# Antler Key Chains??



## Robert A. (Jan 8, 2009)

I had a few small sheds at the house so i cut some points off and added a few spent rounds and this is what i ended up with..


----------



## Bobby (May 21, 2004)

Very nice. I used to make those and give them away with a cartridge pen. Or make them a set.

They can also be used as ceiling fan pulls or light switch pulls.


----------



## BuckShot (Jan 7, 2005)

*Key Chain*

Very nice work. I like them a lot. If you need any antlers, please let me know. Great job!!!


----------



## catchysumfishy (Jul 19, 2008)

Sharp, multi purpose key chain / personal protection :cheers:


----------



## catchysumfishy (Jul 19, 2008)

Bobby said:


> Very nice. I used to make those and give them away with a cartridge pen. Or make them a set.
> 
> They can also be used as ceiling fan pulls or light switch pulls.

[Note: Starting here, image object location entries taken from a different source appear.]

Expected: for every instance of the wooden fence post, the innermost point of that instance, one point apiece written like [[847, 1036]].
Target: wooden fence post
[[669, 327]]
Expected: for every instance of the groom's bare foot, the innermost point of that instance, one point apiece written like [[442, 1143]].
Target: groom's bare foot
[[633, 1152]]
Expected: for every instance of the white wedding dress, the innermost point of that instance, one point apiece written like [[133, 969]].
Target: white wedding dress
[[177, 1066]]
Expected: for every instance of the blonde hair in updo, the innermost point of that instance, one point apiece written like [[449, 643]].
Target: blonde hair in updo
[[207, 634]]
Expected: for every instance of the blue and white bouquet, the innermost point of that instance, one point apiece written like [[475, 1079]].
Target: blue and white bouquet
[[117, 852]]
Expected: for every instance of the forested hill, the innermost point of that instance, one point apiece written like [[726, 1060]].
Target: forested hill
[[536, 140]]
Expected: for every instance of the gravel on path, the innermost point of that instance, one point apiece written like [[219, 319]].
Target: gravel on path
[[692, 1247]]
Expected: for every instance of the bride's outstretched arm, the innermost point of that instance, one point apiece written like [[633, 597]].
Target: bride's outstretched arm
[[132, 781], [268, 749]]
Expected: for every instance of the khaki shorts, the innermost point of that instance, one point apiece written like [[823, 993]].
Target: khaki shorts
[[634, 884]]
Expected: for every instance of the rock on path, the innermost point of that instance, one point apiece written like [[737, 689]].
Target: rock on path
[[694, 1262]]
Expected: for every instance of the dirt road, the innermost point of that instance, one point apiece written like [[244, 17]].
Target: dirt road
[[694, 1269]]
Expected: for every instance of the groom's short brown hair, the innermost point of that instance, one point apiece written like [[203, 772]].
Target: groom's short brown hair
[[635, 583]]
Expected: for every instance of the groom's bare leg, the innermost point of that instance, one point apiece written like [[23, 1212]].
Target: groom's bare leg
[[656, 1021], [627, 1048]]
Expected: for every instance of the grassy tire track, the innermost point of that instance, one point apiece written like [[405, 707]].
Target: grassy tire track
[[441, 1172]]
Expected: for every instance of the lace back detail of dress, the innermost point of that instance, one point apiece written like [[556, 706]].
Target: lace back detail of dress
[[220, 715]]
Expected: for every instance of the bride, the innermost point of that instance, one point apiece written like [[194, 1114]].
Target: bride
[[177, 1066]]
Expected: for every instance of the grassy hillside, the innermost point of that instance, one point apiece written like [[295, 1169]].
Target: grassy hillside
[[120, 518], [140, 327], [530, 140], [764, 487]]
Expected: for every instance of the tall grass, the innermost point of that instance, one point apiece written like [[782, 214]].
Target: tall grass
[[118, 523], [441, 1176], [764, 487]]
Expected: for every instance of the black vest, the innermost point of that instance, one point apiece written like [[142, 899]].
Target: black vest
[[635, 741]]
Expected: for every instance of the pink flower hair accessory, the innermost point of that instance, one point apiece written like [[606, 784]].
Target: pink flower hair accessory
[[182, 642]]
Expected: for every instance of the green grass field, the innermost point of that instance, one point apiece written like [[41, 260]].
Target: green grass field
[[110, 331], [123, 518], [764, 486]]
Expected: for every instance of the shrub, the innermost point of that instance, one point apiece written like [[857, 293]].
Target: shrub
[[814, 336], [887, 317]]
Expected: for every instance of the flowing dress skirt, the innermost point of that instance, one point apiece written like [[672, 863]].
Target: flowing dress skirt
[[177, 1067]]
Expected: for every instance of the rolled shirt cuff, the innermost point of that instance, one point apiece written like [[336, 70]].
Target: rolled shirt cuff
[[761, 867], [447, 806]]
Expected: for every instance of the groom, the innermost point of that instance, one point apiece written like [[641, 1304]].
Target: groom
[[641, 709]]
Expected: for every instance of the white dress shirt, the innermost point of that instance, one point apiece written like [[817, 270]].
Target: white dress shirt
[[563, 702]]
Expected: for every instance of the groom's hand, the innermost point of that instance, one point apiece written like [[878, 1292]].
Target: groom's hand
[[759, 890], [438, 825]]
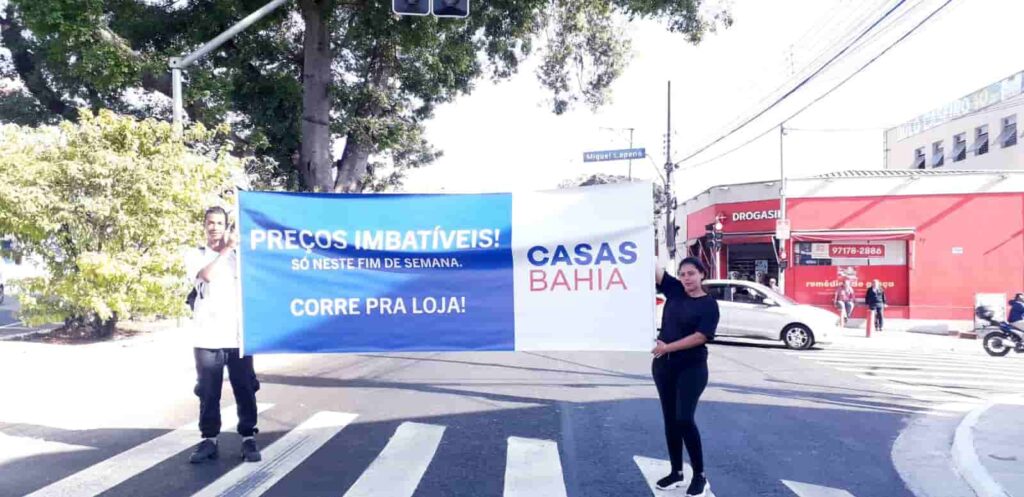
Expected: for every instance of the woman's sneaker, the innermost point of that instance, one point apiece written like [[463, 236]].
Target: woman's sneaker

I like both idea's, but the ceiling fans pull is awesome!


----------



## Flat Fish (Jun 18, 2005)

That is cool! Where do you get those little end things?


----------



## Robert A. (Jan 8, 2009)

Flat Fish said:


> That is cool! Where do you get those little end things?


If you mean the ends with the holes drilled in them? I made them from 1/4 inch stainless bolts.

The brass is spent casings, 30-06, .300 & .45

I drilled and tapped the casings and the antler then used the 1/4 inch bolt to secure them together and cleaned up the ends for a key chain.. Or i like the idea Bobby had with Ceiling fan pulls..

Robert


----------



## liftologist (Dec 8, 2007)

very sharp!


----------



## EndTuition (May 24, 2004)

I have been saving cut off points for a while. I figured sooner or later someone who have a good idea for them.










So much to do, so little time.


----------



## Bobby (May 21, 2004)

If you don't want to make your own ends you can order the keychain kits from PSI. Then what I would do is drill a 1/4 inch hole in the end of the antler and insert and glue a small piece of tube from a slimline pen in the hole flush. Then put a VERY small amount of CA glue on the keychain part and press it in.


----------



## 3192 (Dec 30, 2004)

Good looking keychains. Bobby...good idea with the kit. gb


----------